Bus Rapid Transit di Bandar Lampung, Riwayatmu Kini

Bus Rapid Transit (BRT) di Bandar Lampung seolah "menghilang" dari jalan-jalan protokol.

Editor: Yoso Muliawan
Tribun Lampung/Eka Ahmad Sholichin
Bus Rapid Transit rute Rajabasa-Panjang melintasi Jalan Soekarno-Hatta, Bandar Lampung, Jumat (31/8/2018). 

LAPORAN REPORTER TRIBUN EKA AHMAD SHOLICHIN DAN BAYU SAPUTRA

TRIBUNLAMPUNG.CO.ID, BANDAR LAMPUNG - Apa kabar Bus Rapid Transit (BRT) di Bandar Lampung? Pertanyaan ini muncul setelah moda transportasi massal itu seolah "menghilang" dari jalan-jalan protokol di Kota Tapis Berseri.

Pantauan Tribun Lampung, Jumat (31/8/2018), tak ada lagi BRT yang beroperasi di rute Rajabasa-Tanjungkarang-Sukaraja, Telukbetung. Begitu pula di rute Kemiling-Sukaraja dan Ir Sutami-Tanjungkarang.

Direktur Utama BRT Trans Bandar Lampung I Gede Jelantik mengakui operasional BRT telah menurun drastis. Dari total sekitar 7 rute, ungkap dia, armada BRT yang beroperasi kini tinggal di 2 rute. Satu di antaranya adalah rute Rajabasa-Panjang.

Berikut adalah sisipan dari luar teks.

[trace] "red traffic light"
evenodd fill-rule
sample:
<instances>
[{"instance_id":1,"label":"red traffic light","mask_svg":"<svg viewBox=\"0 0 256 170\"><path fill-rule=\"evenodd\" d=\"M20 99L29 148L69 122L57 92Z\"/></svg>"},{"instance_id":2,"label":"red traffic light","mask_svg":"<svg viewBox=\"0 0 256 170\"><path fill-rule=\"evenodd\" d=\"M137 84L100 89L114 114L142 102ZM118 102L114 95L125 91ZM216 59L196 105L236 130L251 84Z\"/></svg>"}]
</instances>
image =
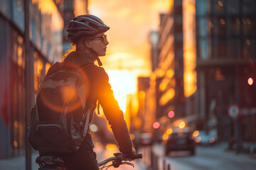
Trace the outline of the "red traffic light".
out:
<instances>
[{"instance_id":1,"label":"red traffic light","mask_svg":"<svg viewBox=\"0 0 256 170\"><path fill-rule=\"evenodd\" d=\"M253 79L252 79L252 77L249 77L249 79L248 79L248 80L247 80L247 82L248 82L248 84L249 85L252 85L252 84L253 84Z\"/></svg>"},{"instance_id":2,"label":"red traffic light","mask_svg":"<svg viewBox=\"0 0 256 170\"><path fill-rule=\"evenodd\" d=\"M174 115L175 115L175 113L174 113L174 111L169 111L169 112L168 113L168 117L169 117L169 118L174 118Z\"/></svg>"}]
</instances>

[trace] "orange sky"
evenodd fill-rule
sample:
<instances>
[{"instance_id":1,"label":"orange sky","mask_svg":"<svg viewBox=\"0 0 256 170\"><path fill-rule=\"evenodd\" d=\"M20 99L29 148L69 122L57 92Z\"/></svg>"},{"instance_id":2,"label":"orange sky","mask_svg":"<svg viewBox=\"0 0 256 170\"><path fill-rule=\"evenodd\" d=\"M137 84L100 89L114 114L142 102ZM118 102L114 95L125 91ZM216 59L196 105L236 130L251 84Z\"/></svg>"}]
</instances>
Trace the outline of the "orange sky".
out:
<instances>
[{"instance_id":1,"label":"orange sky","mask_svg":"<svg viewBox=\"0 0 256 170\"><path fill-rule=\"evenodd\" d=\"M150 74L149 33L157 30L159 13L166 12L171 0L89 0L89 12L110 27L110 44L100 57L121 109L126 95L137 91L138 76Z\"/></svg>"},{"instance_id":2,"label":"orange sky","mask_svg":"<svg viewBox=\"0 0 256 170\"><path fill-rule=\"evenodd\" d=\"M111 28L110 44L102 59L106 69L134 69L149 75L148 35L157 30L159 12L166 11L170 0L89 0L89 11Z\"/></svg>"}]
</instances>

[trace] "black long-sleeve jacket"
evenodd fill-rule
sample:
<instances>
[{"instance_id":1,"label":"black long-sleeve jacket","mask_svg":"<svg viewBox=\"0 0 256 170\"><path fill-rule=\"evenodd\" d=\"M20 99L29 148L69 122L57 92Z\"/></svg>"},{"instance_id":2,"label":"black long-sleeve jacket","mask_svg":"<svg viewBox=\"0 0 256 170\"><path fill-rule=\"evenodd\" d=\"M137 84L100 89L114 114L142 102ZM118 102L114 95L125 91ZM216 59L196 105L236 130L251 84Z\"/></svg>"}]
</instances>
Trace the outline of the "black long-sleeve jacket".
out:
<instances>
[{"instance_id":1,"label":"black long-sleeve jacket","mask_svg":"<svg viewBox=\"0 0 256 170\"><path fill-rule=\"evenodd\" d=\"M124 119L124 114L114 97L107 74L102 67L94 64L94 61L95 59L90 54L73 52L65 58L63 64L66 67L72 64L83 69L82 74L86 75L88 81L86 84L87 91L89 92L86 101L87 109L92 105L96 106L96 102L99 100L99 103L103 108L104 114L113 131L120 152L123 154L131 154L132 143ZM46 77L48 76L48 74L51 74L60 68L60 63L55 63L49 69ZM90 118L90 121L92 120L92 115ZM81 147L88 149L93 147L90 132L84 140Z\"/></svg>"}]
</instances>

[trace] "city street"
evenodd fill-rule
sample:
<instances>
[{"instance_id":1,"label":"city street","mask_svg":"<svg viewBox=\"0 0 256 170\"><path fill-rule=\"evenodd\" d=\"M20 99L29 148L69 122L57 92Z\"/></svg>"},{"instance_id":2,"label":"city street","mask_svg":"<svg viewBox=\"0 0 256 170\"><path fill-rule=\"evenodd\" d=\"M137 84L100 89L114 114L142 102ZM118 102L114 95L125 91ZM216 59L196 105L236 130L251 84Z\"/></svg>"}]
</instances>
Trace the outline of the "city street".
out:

"Ya sekarang ini, BRT yang beroperasi hanya untuk rute Rajabasa-Panjang sebanyak 60 armada," kata Gede, Jumat (31/8/2018). "Itu pun Sabtu dan Minggu kami kurangi operasionalnya, karena anak sekolah dan pegawai libur. Sementara Senin-Jumat full pagi sampai sore," sambungnya.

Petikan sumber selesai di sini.